In VoltDB, each stored procedure is defined as a transaction. The stored procedure (i.e. transaction) succeeds or rolls back as a whole, ensuring database consistency.
By analyzing and precompiling the data access logic in the stored procedures, VoltDB can distribute both the data and the processing associated with it to the individual nodes on the cluster. In this way, each node of the cluster contains a unique "slice" of the data and the data processing.
At run-time, calls to the stored procedures are passed to the appropriate node of the cluster. When procedures are "single-partitioned" (meaning they operate on data within a single partition) the individual node executes the procedure by itself, freeing the rest of the cluster to handle other requests in parallel.
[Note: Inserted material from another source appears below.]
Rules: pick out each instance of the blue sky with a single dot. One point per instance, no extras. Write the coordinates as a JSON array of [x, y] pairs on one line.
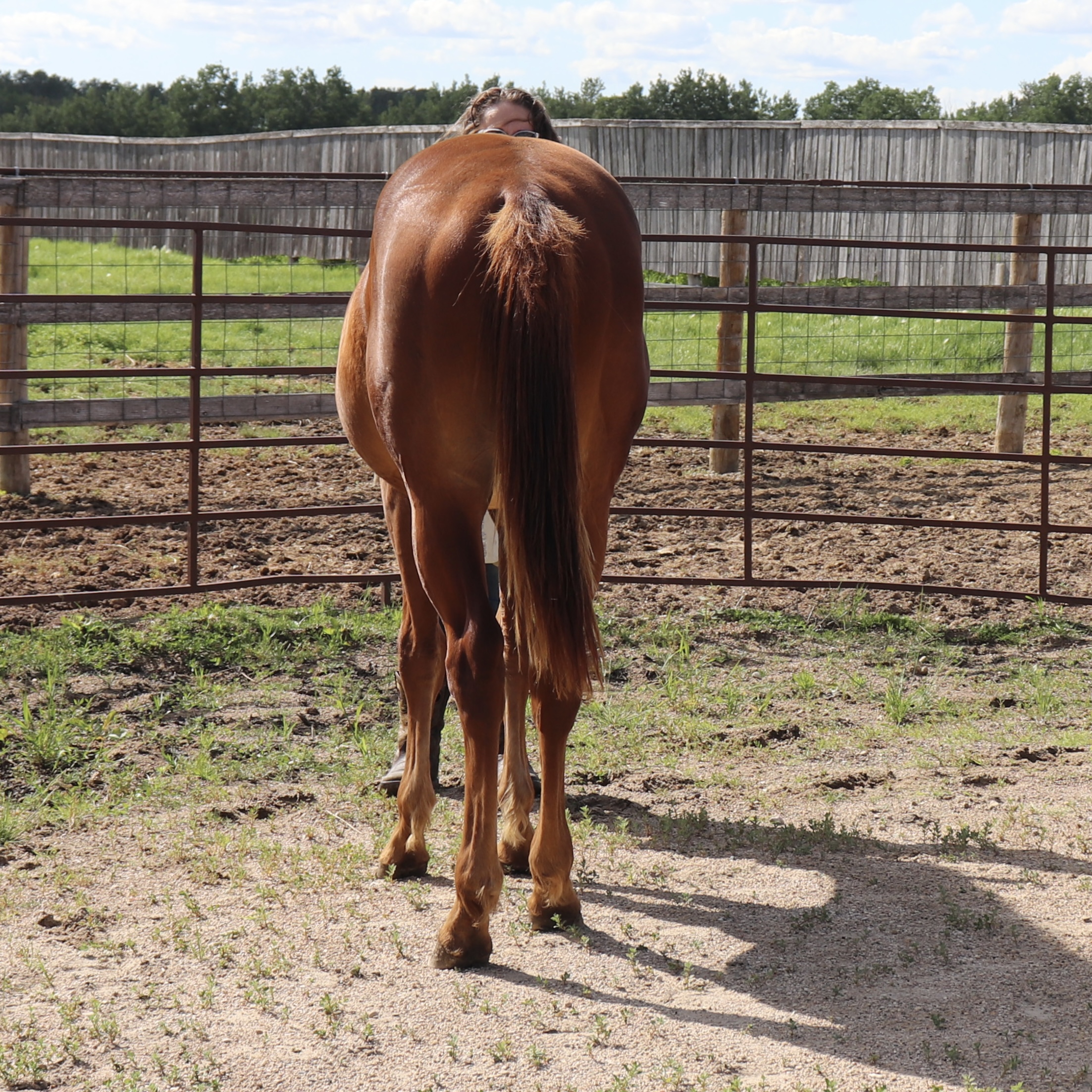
[[968, 51]]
By using serialized processing, VoltDB ensures transactional consistency without the overhead of locking, latching, and transaction logs, while partitioning lets the database handle multiple requests at a time. As a general rule of thumb, the more processors (and therefore the more partitions) in the cluster, the more transactions VoltDB completes per second, providing an easy, almost linear path for scaling an application's capacity and performance.
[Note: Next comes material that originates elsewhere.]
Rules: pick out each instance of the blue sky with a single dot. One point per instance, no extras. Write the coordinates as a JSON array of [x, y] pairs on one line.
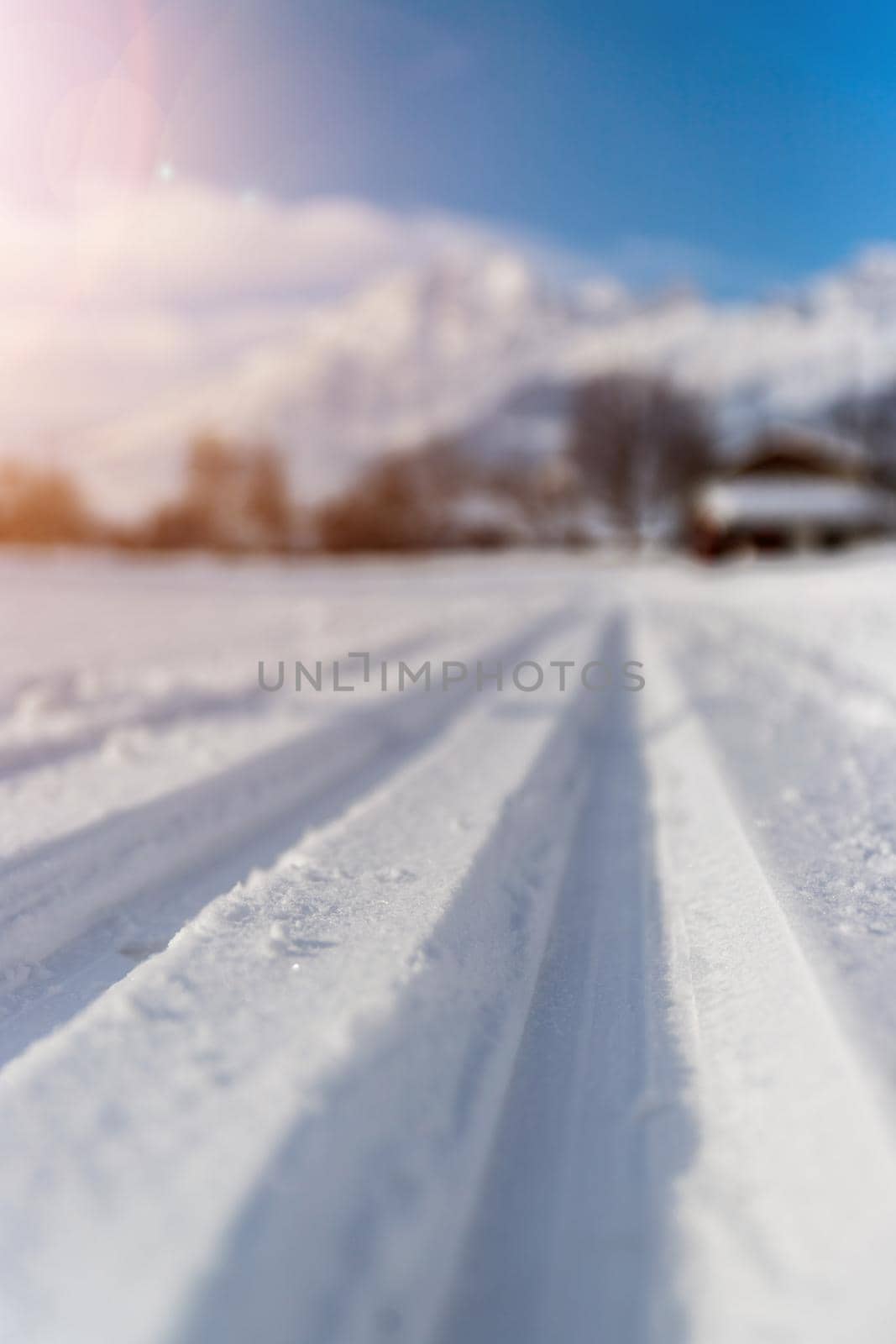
[[747, 144]]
When a procedure does require data from multiple partitions, one node acts as a coordinator and hands out the necessary work to the other nodes, collects the results and completes the task. This coordination makes multi-partitioned transactions generally slower than single-partitioned transactions. However, transactional integrity is maintained and the architecture of multiple parallel partitions ensures throughput is kept at a maximum.
It is important to note that the VoltDB architecture is optimized for throughput over latency. The latency of any one transaction (the time from when the transaction begins until processing ends) is similar in VoltDB to other databases. However, the number of transactions that can be completed in a second (i.e. throughput) is orders of magnitude higher because VoltDB reduces the amount of time that requests sit in the queue waiting to be executed. VoltDB achieves this improved throughput by eliminating the overhead required for locking, latching, and other administrative tasks.
Tables are partitioned in VoltDB based on a primary key that you, the developer or designer, specify. When you choose partitioning keys that match the way the data is accessed by the stored procedures, it optimizes execution at runtime.
To further optimize performance, VoltDB allows certain database tables to be replicated to all partitions of the cluster. For small tables that are largely read-only, this allows stored procedures to create joins between this table and another larger table while remaining a single-partitioned transaction. For example, a retail merchandising database that uses product codes as the primary key may have one table that simply correlates the product code with the product's category and full name, Since this table is relatively small and does not change frequently (unlike inventory and orders) it can be replicated to all partitions. This way stored procedures can retrieve and return user-friendly product information when searching by product code without impacting the performance of order and inventory updates and searches.
The VoltDB architecture is designed to simplify the process of scaling the database to meet the changing needs of your application. Increasing the number of nodes in a VoltDB cluster both increases throughput (by increasing the number of simultaneous queues in operation) and increases the data capacity (by increasing the number of partitions used for each table).
Scaling up a VoltDB database is a simple process that doesn't require any changes to the database schema or application code. You can either:
Save the database (using a snapshot or command logging), update the deployment file to identify the number of nodes for the resized cluster, then restart the database using either restore or recover to reload the data.
Add nodes "on the fly" while the database is running.